Colette, en sa saison la plus chère

AUTOMNE

De l'imagination ; mais on sent un parti-pris de se singulariser. Elle m'est restée dans la mémoire, cette note écrite à l'encre rouge en marge d'une composition française. J'avais onze, douze ans. En trente lignes, je déclarais n'être point d'accord avec ceux qui nommaient l'automne un déclin, et je l'appelais, moi, un commencement. Sans doute je fis mal entendre ma pensée, qui n'a point changé, et je voulais dire que le vaste automne, insidieusement couvé, issu des longs mois de juin, je le percevais par des signes subtils et à l'aide surtout du plus sauvage de mes sens, qui est l'olfactif. Mais une enfant de douze ans dispose rarement d'un vocabulaire qui soit digne de traduire ce qu'elle pense et ressent.
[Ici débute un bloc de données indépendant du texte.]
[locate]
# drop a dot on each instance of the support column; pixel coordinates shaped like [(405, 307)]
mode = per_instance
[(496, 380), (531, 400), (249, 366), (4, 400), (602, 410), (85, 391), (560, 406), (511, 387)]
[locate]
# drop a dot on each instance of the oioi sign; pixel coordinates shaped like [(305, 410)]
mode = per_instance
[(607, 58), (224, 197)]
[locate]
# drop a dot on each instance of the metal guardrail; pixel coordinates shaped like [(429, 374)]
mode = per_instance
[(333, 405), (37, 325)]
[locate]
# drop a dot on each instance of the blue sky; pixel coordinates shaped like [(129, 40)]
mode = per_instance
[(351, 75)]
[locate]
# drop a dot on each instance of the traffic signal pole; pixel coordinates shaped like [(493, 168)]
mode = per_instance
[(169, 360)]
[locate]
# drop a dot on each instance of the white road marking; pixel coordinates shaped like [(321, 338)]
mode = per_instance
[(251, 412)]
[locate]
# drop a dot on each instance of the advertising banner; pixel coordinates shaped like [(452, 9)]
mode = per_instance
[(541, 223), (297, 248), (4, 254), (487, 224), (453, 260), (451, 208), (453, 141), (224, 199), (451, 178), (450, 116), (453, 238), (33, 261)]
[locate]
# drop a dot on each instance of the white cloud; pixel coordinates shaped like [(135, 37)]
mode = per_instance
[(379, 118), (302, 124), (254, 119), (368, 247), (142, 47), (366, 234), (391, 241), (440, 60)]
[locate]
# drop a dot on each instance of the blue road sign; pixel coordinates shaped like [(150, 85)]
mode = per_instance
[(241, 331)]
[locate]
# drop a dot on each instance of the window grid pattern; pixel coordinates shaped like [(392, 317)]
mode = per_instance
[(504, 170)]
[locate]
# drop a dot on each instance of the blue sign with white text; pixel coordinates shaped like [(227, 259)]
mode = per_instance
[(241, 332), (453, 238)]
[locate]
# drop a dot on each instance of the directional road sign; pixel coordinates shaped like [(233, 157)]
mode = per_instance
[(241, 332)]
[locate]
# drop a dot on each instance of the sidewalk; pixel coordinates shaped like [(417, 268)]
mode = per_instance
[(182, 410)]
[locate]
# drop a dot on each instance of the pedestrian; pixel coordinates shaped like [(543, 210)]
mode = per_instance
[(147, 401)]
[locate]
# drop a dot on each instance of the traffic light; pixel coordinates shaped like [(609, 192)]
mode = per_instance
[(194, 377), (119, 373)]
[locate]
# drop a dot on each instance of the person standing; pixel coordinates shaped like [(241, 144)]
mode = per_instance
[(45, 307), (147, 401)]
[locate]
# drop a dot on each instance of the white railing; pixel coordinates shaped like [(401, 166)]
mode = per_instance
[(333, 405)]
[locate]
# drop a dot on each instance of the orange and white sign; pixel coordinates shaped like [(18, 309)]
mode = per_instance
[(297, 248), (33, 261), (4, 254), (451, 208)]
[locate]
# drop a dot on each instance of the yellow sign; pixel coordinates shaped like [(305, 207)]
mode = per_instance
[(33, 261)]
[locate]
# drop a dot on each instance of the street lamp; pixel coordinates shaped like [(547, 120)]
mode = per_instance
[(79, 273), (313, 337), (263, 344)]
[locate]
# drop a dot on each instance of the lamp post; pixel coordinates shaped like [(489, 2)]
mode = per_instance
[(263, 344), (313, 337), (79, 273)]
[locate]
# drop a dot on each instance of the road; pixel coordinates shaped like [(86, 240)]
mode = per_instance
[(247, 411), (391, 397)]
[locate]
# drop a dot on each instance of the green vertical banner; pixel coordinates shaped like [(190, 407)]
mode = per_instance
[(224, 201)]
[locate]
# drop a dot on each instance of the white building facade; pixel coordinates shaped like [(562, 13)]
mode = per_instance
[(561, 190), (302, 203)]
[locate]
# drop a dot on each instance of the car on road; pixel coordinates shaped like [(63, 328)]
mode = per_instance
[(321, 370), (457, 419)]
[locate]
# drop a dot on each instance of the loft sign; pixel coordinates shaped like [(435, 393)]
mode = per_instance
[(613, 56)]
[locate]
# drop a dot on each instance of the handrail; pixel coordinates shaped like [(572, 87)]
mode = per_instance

Pour n'avoir pas choisi le printemps diapré et ses nids, je n'eus qu'une note médiocre.
La fureur de croître, la passion de fleurir, se calment dans la nature au mois de juin. Le vert universel s'est alors assombri.
Tous les jaunes épars, qui multipliaient en avril la couleur du poussin, ont passé. Chicorée sauvage, bleuet, brunelle : voilà les derniers bleus de la saison, entre les vagues des blés pâlissants. Mais déjà la campanule sauvage, la jacée, les scabieuses, font songer au mauve des colchiques, veilleuses nées des premières nuits fraîches. Profonde verdure, illusion de stabilité, promesse imprudente de durée ! Nous disons en la contemplant : "C'est bien l'été", alors que dans une aube sans brise, un passage de secrète humidité, un cirque de vapeur qui dénonce, sur une prairie, l'eau souterraine, alors que prédit par un oiseau, une pomme véreuse, brillante d'enluminure hectique, par une odeur de broussaille brûlée, de champignons et de vase à demi-sèche, l'automne traverse un impassible été. Ce n'est qu'un moment. Juillet reprend sa torride avarice. Quand, ah ! quand viendra l'automne aux mains pleines ?...
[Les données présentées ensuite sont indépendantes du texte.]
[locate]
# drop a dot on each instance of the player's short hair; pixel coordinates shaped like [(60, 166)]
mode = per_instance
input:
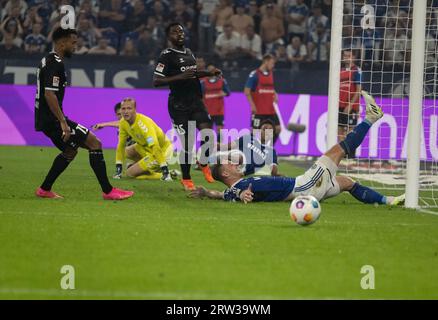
[(61, 33), (267, 57), (216, 172), (117, 107), (170, 25)]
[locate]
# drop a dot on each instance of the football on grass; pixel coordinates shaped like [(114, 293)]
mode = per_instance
[(305, 210)]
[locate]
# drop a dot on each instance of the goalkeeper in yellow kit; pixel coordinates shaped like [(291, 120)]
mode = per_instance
[(151, 151)]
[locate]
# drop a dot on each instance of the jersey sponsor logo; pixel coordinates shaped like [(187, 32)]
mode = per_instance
[(143, 126), (160, 67), (193, 67), (266, 91), (257, 150), (55, 81)]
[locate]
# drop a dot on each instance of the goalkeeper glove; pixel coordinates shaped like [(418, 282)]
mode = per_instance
[(166, 175), (119, 169)]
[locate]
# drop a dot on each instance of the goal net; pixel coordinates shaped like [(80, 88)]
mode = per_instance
[(378, 35)]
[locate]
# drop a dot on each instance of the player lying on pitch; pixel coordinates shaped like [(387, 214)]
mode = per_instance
[(319, 181), (151, 150), (254, 155)]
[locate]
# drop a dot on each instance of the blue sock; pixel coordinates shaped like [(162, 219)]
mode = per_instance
[(367, 195), (353, 140)]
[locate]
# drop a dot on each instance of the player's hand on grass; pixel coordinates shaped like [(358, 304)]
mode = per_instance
[(247, 195), (166, 174), (65, 131), (119, 169), (198, 193), (97, 127)]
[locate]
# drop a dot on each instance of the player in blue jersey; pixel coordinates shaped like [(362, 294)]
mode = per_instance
[(319, 181), (254, 155)]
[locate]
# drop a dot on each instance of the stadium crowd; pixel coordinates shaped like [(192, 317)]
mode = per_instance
[(295, 31)]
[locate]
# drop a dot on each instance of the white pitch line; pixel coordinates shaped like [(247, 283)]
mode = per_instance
[(148, 295), (435, 213)]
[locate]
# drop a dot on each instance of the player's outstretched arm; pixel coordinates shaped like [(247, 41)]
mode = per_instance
[(98, 126), (52, 101), (204, 73), (202, 192)]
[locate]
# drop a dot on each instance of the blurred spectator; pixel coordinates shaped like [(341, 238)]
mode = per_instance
[(157, 30), (80, 47), (296, 50), (271, 29), (88, 32), (102, 48), (20, 4), (276, 9), (160, 12), (12, 26), (221, 15), (205, 27), (35, 42), (86, 10), (137, 17), (254, 13), (228, 43), (297, 15), (240, 20), (129, 49), (112, 14), (55, 16), (315, 19), (7, 46), (251, 44), (318, 46), (32, 17), (179, 14), (281, 54), (147, 46)]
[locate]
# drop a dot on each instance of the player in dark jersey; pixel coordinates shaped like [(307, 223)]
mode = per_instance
[(65, 134), (253, 154), (176, 68), (319, 181)]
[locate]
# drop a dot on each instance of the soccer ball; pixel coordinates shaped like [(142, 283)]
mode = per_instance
[(305, 210)]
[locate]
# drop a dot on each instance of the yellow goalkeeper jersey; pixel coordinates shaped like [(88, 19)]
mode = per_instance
[(147, 134)]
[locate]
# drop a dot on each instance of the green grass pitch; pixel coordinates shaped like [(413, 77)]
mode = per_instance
[(162, 245)]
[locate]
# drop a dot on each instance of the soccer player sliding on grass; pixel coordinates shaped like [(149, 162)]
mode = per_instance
[(319, 181), (65, 134), (151, 150)]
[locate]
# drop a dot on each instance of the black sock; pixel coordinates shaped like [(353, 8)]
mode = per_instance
[(185, 170), (58, 166), (97, 162)]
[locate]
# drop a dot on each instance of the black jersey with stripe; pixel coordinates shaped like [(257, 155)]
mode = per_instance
[(173, 62), (50, 76)]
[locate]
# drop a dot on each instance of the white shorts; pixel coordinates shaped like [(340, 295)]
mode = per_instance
[(318, 181)]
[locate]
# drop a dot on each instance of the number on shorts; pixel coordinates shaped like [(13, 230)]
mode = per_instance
[(82, 128), (179, 129)]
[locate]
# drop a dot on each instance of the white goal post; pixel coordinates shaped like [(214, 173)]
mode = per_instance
[(395, 47)]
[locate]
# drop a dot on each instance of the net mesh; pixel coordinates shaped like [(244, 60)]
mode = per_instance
[(377, 33)]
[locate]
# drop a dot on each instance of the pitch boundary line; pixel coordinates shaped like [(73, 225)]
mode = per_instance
[(428, 211), (78, 293)]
Il est déjà là, si vous savez lire ce que signifie, revers de la feuille qui a chu sans cause, une transpiration étincelante, et lire le zigzag diamanté qu'a tendu l'épeire sur les cimes des buis. Aux deux bouts d'un jour encore démesuré, l'aurore et le couchant souffrent des mêmes feux, la sécheresse est sur nous, et l'orage seul fournit une écrasante rosée, cependant que la sorbe rougit, aucun oiseau n'a plus la petite voix de l'oisillon, et quelques ovales se détachent des acacias, planent incertaines avant de tomber foudroyées.
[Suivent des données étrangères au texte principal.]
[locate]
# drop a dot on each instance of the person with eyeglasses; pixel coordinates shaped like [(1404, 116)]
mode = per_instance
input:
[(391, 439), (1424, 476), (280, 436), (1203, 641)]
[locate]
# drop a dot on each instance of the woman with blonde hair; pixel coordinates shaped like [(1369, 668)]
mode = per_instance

Un long couloir de verdure sombre nous reste à franchir. Nous voulons bien le nommer le bel été. Bel et grave, moutonnant, adouci quand il voisine avec la mer et avec les lacs, il a, même en France, ses zones terribles, et sous son poids le gibier sauvage maigrit. Les lièvres plats, terrés, battent des flancs. Où trouverait-elle de la glaise humide pour se faire un pansement, la bécasse à l'échasse brisée ?
Sur les étangs de ma province natale, les eaux baissant, août précurseur tendait une pellicule d'étain. Quand une couleuvre, longue et vigoureuse, traversait l'étang, ses petites narines au ras de l'eau, accompagnée de son sillage triangulaire, j'hésitais, enfant, à me baigner. Tant de vie secrète montait en cercles, en moires, en bulles, des vases hantées, tant de sources fusaient, des tiges tubulaires bougeaient vaguement... Je dois à mes étangs épaissis par l'été, remués par l'automne, d'avoir aimé un petit marais méditerranéen, dont la bourrasque équinoxiale, salait les eaux rousses, vers la mi-septembre. Le pré, la lande, le sous-bois, sont moins vivants qu'un marais. Oiseaux, rats jaunâtres et mulots, papillons alourdis, appuyés sur la couche d'air surchauffé qui tremble comme un fiévreux mirage, bonds des grosses crapaudes qui se baignent brièvement parce qu'elles craignent le sel, voltes lentes d'un étrange serpent d'eau, noir et blanc, quelle allégresse sur le petit marécage des Cannebiers!...

Colette
in "La guirlande des années"
éditions Flammarion 1941

10:55 Publié dans Auteurs | Lien permanent | Commentaires (0)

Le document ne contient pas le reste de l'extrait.